Bu kanun tasarısıyla Avrupa Birliğine uyum çalışmaları çerçevesinde uyuşmazlıkları dava yolu yerine tarafların kendi iradeleriyle uyuşmazlığa son verilmesi hedeflenmektedir. Ancak biliyoruz ki, Hükûmetin kendi çıkardığı kanunlara uymaması ya da saptırarak uygulamasıyla Avrupa Birliğinden aslında uzaklaşmaktayız.

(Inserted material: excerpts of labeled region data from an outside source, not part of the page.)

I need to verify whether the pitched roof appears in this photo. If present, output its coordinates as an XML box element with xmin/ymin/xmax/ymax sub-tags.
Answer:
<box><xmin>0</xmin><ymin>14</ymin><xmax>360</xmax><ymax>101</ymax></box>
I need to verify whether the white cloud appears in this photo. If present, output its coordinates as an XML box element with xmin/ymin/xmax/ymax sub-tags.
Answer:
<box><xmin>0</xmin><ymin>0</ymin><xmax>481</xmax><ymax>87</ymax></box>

Özellikle anlaşmazlıkların çözümünün gizlilik içinde yürütülmesi, açık olmaması kararlarının nasıl verildiği konusunda soru işaretleri doğurmaktadır. Bağımsız değerlendirme söz konusu olmayacaktır. Bu madde, medeni usul hukukundaki mevcut aleniyet ilkesi ile Anayasa'mızın 141'inci maddesine de aykırıdır.

Yine yasa tasarısıyla, ticari bir iş alanı yaratılmak istenmektedir. Yani hukuk fakültesi mezunları ara bulucu eğitim kuruluşu tarafından düzenlenen kurslardan eğitim alarak sınava gireceklerdir. Bir dershane türü daha doğacak yani. Bu dershanelerin de Adalet Bakanlığı bünyesinde oluşturulacak Arabuluculuk Daire Başkanlığı tarafından organize edileceği belirtilmektedir. Bu organizasyon adaletin özelleştirilmesinin bir adımı olabilir mi?

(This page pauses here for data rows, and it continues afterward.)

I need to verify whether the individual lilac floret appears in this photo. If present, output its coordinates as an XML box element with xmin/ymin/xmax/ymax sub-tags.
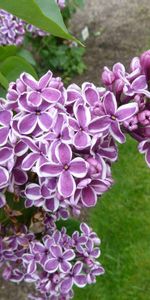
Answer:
<box><xmin>138</xmin><ymin>139</ymin><xmax>150</xmax><ymax>167</ymax></box>
<box><xmin>40</xmin><ymin>144</ymin><xmax>88</xmax><ymax>197</ymax></box>
<box><xmin>89</xmin><ymin>92</ymin><xmax>138</xmax><ymax>143</ymax></box>
<box><xmin>102</xmin><ymin>50</ymin><xmax>150</xmax><ymax>166</ymax></box>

Örneğin, yaşadığımız bir özelleştirme şekli daha var sağlıkta. Çoğunluğu pratisyen olan hekimlerimiz bir hafta, on günlük eğitimden geçtikten sonra "Aile hekimi" adıyla alanlara gönderilmiş ve ücretsiz olması gereken sağlık sistemi pratisyen iken, sağlık ocaklarında ücretsiz verilirken, adı aile hekimi olunca sağlık sistemi altüst edilerek özelleştirmeye doğru gitmiştir. Şimdi, artık aile hekimlerince muayenede bedel alınmaktadır. Biz, gelecekte sağlık sistemi gibi adalet sisteminin de altüst edilmeye çalışıldığını yaşayacağız.

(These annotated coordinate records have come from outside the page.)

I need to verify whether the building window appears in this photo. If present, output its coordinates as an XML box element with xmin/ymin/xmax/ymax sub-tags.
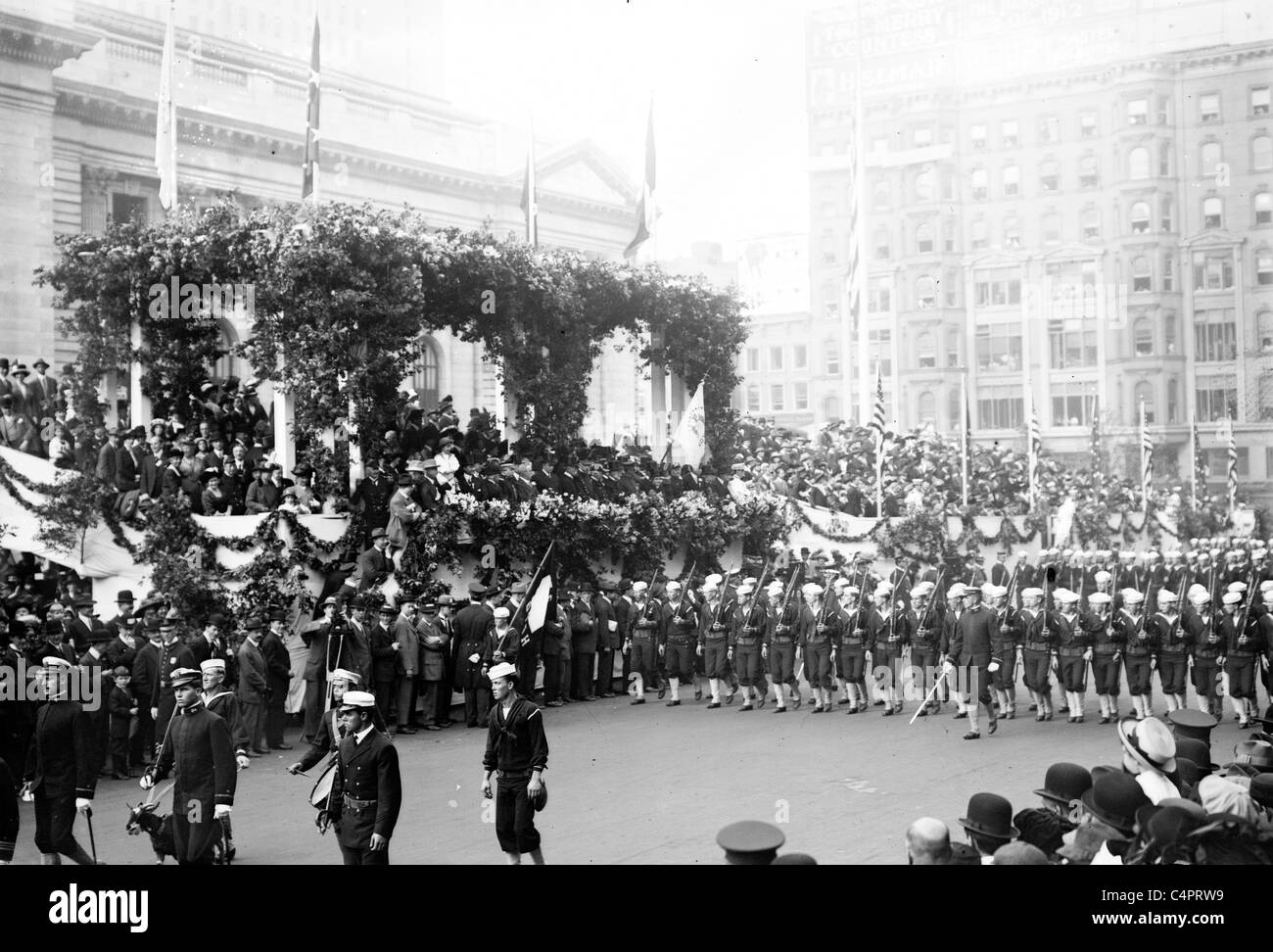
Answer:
<box><xmin>916</xmin><ymin>221</ymin><xmax>933</xmax><ymax>255</ymax></box>
<box><xmin>1202</xmin><ymin>196</ymin><xmax>1225</xmax><ymax>228</ymax></box>
<box><xmin>1082</xmin><ymin>209</ymin><xmax>1102</xmax><ymax>241</ymax></box>
<box><xmin>916</xmin><ymin>333</ymin><xmax>937</xmax><ymax>368</ymax></box>
<box><xmin>1194</xmin><ymin>377</ymin><xmax>1238</xmax><ymax>422</ymax></box>
<box><xmin>974</xmin><ymin>269</ymin><xmax>1021</xmax><ymax>308</ymax></box>
<box><xmin>1202</xmin><ymin>143</ymin><xmax>1223</xmax><ymax>177</ymax></box>
<box><xmin>976</xmin><ymin>320</ymin><xmax>1021</xmax><ymax>373</ymax></box>
<box><xmin>1078</xmin><ymin>156</ymin><xmax>1102</xmax><ymax>188</ymax></box>
<box><xmin>971</xmin><ymin>168</ymin><xmax>990</xmax><ymax>201</ymax></box>
<box><xmin>1043</xmin><ymin>212</ymin><xmax>1061</xmax><ymax>244</ymax></box>
<box><xmin>1132</xmin><ymin>255</ymin><xmax>1154</xmax><ymax>292</ymax></box>
<box><xmin>1003</xmin><ymin>215</ymin><xmax>1021</xmax><ymax>248</ymax></box>
<box><xmin>872</xmin><ymin>225</ymin><xmax>891</xmax><ymax>261</ymax></box>
<box><xmin>916</xmin><ymin>275</ymin><xmax>937</xmax><ymax>310</ymax></box>
<box><xmin>1003</xmin><ymin>166</ymin><xmax>1021</xmax><ymax>199</ymax></box>
<box><xmin>1132</xmin><ymin>201</ymin><xmax>1150</xmax><ymax>234</ymax></box>
<box><xmin>968</xmin><ymin>217</ymin><xmax>990</xmax><ymax>251</ymax></box>
<box><xmin>1048</xmin><ymin>319</ymin><xmax>1096</xmax><ymax>370</ymax></box>
<box><xmin>1251</xmin><ymin>192</ymin><xmax>1273</xmax><ymax>225</ymax></box>
<box><xmin>1198</xmin><ymin>93</ymin><xmax>1219</xmax><ymax>122</ymax></box>
<box><xmin>976</xmin><ymin>387</ymin><xmax>1025</xmax><ymax>430</ymax></box>
<box><xmin>1251</xmin><ymin>135</ymin><xmax>1273</xmax><ymax>171</ymax></box>
<box><xmin>1127</xmin><ymin>145</ymin><xmax>1150</xmax><ymax>179</ymax></box>
<box><xmin>1193</xmin><ymin>251</ymin><xmax>1234</xmax><ymax>292</ymax></box>
<box><xmin>1039</xmin><ymin>159</ymin><xmax>1061</xmax><ymax>192</ymax></box>
<box><xmin>1194</xmin><ymin>308</ymin><xmax>1238</xmax><ymax>362</ymax></box>
<box><xmin>1051</xmin><ymin>381</ymin><xmax>1096</xmax><ymax>426</ymax></box>
<box><xmin>916</xmin><ymin>169</ymin><xmax>934</xmax><ymax>201</ymax></box>
<box><xmin>1132</xmin><ymin>317</ymin><xmax>1154</xmax><ymax>357</ymax></box>
<box><xmin>917</xmin><ymin>390</ymin><xmax>937</xmax><ymax>426</ymax></box>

Adaylar kurs bedeli ödeyecekler, sınav parası ödeyeceklerdir. Üstelik üniversite sınavlarında, memur sınavlarında bile soruların çalınmasını önleyemeyen bir Hükûmet yapısıyla, tutuklulukları yıllar süren ve mahkemeye çıkarılmayan milletvekilleri, gazeteciler, akademisyenler, askerler, öğrenci ve vatandaşların olduğu bir Hükûmet döneminde bu sınavların adil olması mümkün müdür? Sadece bugün 90 tıp öğrencisinin gözaltına alındığını biliyor muyuz? Neden, özel kuruluş tarafından verilmesi önerilen bu dersler hukuk fakültesi dersleri içinde verilmez? Bu durum, dershaneciliği teşvik değil midir? Ayrıca, en çok merak ettiğim de ikna teknikleri dersinin içeriğidir. Öğrenilen ikna teknikleri nasıl ve nerede uygulanacak? Öncelikle kadınlara mı uygulanacaktır, onlar mı ikna edilmeye çalışılacaktır? İkna, açık değil, o da mı gizli olacaktır? Yine, tasarıda, sürekli eğitimin olmaması da bir eksikliktir.

24'üncü maddeyle de eğitim kuruluşlarının denetiminin üç yıl gibi uzun bir süreye bağlandığı görülmektedir. Kamu kurumlarının Sayıştay tarafından her yıl denetlendiği bir işleyişte özel kuruluşların üç yılda bir denetlenmesi sakınca yaratacaktır. Özel eğitim kuruluşları tembelleşecek, kendilerini yenileme çabası içinde olmayacaklardır. Bu nedenle denetimin hiç değilse iki yılda bir yapılması uygun olacağından, Cumhuriyet Halk Partisi olarak bu maddeyi kabul etmiyoruz.

Gördüğümüz gibi, kanun tasarısının dershaneciliği teşvik etmesi, gizlilik kararı ile de adalet sistemine güvenirliği kaldırması nedeniyle sakıncalı bir yasa olduğunu belirtir, yüce heyete saygılar sunarım.

Teşekkür ederim. (CHP sıralarından alkışlar)

BAŞKAN - Teşekkür ederiz Sayın Güven.